Upon realizing that her friend had no hesitancy to share the joy of drugs with her, Caine vowed that day that she was would never again be ashamed of the gospel of Jesus Christ.

"Are you willing to look like an idiot?" she challenged the crowd.

Caine then showed documents from Australian social services and from the hospital describing how her biological mother was not an engaged parent who did not really want her daughter, and a letter from her university saying she was not suited to continue in the career path she had chosen.

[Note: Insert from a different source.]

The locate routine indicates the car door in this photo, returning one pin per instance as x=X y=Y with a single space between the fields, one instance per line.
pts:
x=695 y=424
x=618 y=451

The professional declarations over her life all communicated that she was both unwanted and unqualified.

These were supposedly true, undisputed facts, "black and white, ink on paper," she said of the documents.

She then showed a photo of her receiving an award for her work in combating human trafficking in India, an honor named after Mother Theresa that was given by Gandhi's great-grandson; this was evidence of the exact opposite of what those papers had said about her years before.

"You know what, I've found another black-on-white ink on paper, and it's called the truth of the Word of God," she proclaimed to much applause and cheering.

"And you get to choose which black and white, ink on paper, are you going to believe," she proclaimed, holding the Bible above her head.

The Passion 2018 Conference concluded Jan 3.